We are given a function and a graph,

$v\left(t\right)=-0.22t^2+8.8t$

The definite integral that represents the distance travelled over the $40$seconds of your trip is given by,

${\int }_0^{40}\left(0.22t^2+8.8t\right)dt$

The right sum defined for n rectangles on $[a, b]$ is,

 $\sum _{k=1}^{n}f\left(x_k\right)\Delta x$.

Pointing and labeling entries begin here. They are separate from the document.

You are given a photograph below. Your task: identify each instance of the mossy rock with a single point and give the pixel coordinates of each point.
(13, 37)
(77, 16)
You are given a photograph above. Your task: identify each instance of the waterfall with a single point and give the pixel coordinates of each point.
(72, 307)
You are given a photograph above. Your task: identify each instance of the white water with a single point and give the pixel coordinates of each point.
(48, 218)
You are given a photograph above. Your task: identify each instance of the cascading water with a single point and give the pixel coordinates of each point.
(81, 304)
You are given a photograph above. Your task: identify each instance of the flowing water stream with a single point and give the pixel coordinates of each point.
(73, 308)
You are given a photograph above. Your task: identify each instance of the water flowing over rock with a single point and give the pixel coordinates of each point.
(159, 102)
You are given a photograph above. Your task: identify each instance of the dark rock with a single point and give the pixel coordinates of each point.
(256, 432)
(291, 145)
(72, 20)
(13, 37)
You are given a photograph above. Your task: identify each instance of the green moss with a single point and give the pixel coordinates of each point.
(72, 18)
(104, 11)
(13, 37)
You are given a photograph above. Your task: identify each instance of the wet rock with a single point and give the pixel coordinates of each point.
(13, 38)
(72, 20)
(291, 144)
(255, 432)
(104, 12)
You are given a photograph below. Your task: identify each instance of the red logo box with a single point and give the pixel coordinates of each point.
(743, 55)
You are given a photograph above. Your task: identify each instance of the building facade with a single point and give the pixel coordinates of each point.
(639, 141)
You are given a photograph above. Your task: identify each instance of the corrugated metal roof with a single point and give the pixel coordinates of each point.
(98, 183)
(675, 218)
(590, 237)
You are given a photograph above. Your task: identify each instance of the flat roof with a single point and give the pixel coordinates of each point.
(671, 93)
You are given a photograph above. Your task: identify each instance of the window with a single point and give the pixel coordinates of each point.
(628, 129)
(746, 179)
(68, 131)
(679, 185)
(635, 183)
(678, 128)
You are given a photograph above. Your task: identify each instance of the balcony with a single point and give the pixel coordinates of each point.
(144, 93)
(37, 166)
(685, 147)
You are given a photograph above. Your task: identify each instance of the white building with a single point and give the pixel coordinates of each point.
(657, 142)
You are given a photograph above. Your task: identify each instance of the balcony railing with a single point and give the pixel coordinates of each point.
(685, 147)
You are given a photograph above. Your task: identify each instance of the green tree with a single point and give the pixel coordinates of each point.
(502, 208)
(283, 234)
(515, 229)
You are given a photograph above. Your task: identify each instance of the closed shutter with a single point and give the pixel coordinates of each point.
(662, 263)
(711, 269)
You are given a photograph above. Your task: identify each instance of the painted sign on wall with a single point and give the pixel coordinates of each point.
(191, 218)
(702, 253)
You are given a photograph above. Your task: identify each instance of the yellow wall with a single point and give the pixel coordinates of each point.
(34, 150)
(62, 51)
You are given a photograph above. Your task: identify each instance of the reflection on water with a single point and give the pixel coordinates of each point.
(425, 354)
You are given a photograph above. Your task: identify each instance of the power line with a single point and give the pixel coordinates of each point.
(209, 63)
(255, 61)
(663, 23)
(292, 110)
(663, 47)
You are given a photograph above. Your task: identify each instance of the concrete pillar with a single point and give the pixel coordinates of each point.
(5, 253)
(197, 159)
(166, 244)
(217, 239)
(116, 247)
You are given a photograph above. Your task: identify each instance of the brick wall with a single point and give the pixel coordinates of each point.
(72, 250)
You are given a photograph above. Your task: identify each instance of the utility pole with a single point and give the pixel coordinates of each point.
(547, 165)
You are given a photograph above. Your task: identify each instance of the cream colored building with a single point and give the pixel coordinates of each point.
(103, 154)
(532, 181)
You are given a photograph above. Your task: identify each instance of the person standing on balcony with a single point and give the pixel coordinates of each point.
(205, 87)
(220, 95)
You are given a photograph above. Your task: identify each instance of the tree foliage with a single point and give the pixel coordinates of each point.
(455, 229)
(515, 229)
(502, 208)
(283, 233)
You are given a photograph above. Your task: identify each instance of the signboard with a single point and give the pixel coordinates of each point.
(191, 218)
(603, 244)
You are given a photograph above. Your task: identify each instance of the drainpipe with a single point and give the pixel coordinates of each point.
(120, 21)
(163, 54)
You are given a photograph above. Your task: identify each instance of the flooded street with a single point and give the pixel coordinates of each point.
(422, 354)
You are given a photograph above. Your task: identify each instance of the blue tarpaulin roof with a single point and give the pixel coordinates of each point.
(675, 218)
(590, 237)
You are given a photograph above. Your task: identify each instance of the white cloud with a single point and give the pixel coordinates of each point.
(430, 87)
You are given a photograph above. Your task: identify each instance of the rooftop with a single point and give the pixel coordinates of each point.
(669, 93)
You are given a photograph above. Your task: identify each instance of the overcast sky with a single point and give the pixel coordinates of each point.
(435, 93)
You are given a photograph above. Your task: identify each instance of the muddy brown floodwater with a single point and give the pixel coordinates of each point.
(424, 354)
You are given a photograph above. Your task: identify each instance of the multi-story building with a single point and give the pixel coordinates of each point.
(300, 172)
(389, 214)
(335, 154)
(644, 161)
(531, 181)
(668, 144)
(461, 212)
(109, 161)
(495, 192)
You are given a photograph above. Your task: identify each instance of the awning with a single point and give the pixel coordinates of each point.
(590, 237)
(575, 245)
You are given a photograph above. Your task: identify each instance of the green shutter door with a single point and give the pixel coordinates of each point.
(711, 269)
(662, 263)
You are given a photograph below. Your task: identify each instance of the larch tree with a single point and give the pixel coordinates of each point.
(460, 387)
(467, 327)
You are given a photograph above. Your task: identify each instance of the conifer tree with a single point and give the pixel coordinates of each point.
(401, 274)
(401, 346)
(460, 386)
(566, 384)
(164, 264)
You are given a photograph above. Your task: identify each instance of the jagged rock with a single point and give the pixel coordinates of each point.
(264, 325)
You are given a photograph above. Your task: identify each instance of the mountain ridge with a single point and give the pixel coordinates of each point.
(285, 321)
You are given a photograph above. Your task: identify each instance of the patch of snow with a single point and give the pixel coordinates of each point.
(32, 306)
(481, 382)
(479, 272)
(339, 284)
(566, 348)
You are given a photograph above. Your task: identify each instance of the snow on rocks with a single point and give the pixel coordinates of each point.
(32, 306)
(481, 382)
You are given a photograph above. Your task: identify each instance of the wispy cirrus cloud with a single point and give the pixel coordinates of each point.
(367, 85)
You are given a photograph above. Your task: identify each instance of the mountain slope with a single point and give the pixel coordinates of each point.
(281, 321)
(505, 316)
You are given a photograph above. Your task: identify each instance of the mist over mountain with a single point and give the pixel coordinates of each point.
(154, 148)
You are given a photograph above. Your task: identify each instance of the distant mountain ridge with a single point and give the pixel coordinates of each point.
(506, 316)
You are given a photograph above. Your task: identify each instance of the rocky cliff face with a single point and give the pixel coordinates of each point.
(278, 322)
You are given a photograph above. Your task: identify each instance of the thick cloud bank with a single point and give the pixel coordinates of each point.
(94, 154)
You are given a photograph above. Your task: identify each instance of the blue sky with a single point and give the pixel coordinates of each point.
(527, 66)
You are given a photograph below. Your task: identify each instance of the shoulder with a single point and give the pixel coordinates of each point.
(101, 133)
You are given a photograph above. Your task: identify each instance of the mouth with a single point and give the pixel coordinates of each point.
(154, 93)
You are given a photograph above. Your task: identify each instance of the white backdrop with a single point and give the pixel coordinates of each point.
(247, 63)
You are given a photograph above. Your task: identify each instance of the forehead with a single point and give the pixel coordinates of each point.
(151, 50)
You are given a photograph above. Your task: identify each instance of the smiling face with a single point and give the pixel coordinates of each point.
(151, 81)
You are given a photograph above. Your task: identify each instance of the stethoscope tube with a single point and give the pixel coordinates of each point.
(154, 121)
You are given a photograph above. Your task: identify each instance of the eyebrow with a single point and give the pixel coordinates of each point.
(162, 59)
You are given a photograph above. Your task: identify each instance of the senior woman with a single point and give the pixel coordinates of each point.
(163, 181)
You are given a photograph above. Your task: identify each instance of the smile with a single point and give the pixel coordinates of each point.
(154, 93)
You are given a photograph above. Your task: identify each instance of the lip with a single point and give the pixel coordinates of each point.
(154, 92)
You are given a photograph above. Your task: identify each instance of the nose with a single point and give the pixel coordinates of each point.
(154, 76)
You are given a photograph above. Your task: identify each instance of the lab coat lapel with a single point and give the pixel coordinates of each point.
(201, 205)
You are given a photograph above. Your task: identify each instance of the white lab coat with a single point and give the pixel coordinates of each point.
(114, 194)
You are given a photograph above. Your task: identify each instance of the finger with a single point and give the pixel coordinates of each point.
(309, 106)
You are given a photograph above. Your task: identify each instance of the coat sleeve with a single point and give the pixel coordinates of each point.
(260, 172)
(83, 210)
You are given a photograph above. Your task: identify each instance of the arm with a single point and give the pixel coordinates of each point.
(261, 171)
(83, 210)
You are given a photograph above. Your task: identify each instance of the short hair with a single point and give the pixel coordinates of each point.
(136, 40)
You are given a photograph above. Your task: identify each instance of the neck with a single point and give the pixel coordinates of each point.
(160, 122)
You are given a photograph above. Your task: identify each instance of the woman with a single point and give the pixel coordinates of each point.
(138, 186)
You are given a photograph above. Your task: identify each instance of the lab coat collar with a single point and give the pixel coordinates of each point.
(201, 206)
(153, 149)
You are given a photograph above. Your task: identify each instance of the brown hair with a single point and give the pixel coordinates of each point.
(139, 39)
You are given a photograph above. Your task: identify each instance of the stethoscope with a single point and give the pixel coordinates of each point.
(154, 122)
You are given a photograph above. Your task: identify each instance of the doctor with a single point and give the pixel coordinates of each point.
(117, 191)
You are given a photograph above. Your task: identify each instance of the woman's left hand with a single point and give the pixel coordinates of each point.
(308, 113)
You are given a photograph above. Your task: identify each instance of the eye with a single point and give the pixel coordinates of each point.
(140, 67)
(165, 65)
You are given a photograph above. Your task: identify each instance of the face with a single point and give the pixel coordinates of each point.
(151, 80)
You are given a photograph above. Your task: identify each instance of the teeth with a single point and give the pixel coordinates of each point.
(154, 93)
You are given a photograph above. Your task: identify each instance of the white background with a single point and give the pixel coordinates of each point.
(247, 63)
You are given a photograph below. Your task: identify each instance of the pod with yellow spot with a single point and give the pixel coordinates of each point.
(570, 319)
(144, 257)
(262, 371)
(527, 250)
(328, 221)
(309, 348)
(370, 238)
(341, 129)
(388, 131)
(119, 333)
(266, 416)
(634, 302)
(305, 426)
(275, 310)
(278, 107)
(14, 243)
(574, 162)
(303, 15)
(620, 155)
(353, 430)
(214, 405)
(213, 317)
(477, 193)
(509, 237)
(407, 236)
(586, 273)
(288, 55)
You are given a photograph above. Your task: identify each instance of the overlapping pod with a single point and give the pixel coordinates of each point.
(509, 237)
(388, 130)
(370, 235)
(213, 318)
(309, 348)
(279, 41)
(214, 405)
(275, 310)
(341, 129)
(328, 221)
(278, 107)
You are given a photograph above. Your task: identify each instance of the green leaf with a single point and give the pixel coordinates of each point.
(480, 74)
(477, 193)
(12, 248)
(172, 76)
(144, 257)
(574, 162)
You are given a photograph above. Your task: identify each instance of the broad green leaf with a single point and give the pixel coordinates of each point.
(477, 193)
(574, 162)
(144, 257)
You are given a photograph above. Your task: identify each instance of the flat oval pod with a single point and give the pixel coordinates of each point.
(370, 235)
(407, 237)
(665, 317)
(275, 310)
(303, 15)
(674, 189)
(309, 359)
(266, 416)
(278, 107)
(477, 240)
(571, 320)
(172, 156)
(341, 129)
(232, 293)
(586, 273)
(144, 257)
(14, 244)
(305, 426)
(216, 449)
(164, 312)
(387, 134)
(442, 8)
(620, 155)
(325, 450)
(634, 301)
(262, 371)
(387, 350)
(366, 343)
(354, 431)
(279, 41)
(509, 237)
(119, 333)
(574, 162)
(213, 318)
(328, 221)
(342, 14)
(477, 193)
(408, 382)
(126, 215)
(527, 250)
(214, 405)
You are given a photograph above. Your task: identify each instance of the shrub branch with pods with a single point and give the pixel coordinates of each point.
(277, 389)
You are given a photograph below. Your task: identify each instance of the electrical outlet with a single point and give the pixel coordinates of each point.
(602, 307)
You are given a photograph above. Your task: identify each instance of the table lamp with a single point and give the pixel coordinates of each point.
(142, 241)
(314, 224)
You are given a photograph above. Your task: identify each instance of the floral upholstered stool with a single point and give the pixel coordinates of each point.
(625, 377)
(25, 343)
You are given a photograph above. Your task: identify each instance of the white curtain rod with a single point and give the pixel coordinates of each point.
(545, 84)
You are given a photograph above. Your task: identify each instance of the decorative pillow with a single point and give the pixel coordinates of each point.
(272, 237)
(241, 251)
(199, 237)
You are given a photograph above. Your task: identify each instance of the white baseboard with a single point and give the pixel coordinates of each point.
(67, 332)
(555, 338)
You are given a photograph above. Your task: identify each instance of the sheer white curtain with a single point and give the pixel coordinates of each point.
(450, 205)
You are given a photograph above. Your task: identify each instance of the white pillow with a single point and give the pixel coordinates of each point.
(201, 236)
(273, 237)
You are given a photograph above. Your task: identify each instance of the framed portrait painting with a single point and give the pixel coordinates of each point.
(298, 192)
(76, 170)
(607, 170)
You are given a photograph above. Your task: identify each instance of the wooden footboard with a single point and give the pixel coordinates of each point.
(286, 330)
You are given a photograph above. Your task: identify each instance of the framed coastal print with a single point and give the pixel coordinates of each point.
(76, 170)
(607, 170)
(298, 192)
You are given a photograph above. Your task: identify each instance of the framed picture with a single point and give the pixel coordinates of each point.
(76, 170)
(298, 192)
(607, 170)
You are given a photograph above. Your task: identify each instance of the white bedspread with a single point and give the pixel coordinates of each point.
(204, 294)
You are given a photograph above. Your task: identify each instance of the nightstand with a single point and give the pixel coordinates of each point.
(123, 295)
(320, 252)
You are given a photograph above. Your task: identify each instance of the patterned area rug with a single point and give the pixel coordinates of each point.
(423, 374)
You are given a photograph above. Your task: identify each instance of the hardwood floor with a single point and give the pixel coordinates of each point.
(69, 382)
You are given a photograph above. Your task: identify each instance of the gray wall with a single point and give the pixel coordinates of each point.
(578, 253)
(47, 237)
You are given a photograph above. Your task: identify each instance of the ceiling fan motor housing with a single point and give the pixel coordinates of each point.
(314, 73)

Where, $\Delta x=\frac{b-a}{n},x_k=a+k\Delta x$.

The interval is $[0,40]$.

Now,

$$\begin{gathered} \Delta x=\frac{40-0}{n} \\ =\frac{40}{n} \end{gathered}$$

And,

$$\begin{gathered} x_k=0+k\left(\frac{40}{n}\right) \\ =\frac{40k}{n} \end{gathered}$$

The right sum will be,

$$\begin{gathered} \sum _{k=1}^n\left(-0.22{\left(\frac{40k}{n}\right)}^2+8.8\left(\frac{40k}{n}\right)\right)\left(\frac{40}{n}\right)={\left(\frac{40}{n}\right)}^3(-0.22)\sum _{k=1}^n(k{)}^2+{\left(\frac{40}{n}\right)}^2(8.8\left)\sum _{k=1}^n\right(k) \\ =\left[{\left(\frac{40}{n}\right)}^3(-0.22)\left(\frac{n(n+1)(2n+1)}{6}\right)\right]+\left[{\left(\frac{40}{n}\right)}^2(8.8)\frac{n(n+1)}{2}\right] \end{gathered}$$

The exact value will be,

$$\begin{gathered} \underset{n\to \infty }{\lim }\sum _{k=1}^{n}f\left(x_k^{}\right)\Delta x=\underset{n\to \infty }{\lim }\left(\left[{\left(\frac{40}{n}\right)}^3(-0.22)\left(\frac{n(n+1)(2n+1)}{6}\right)\right]+\left[{\left(\frac{40}{n}\right)}^2(8.8)\frac{n(n+1)}{2}\right]\right) \\ =2346.67 \end{gathered}$$

Hence, the exact distance is $2346.67\text{ feet}$.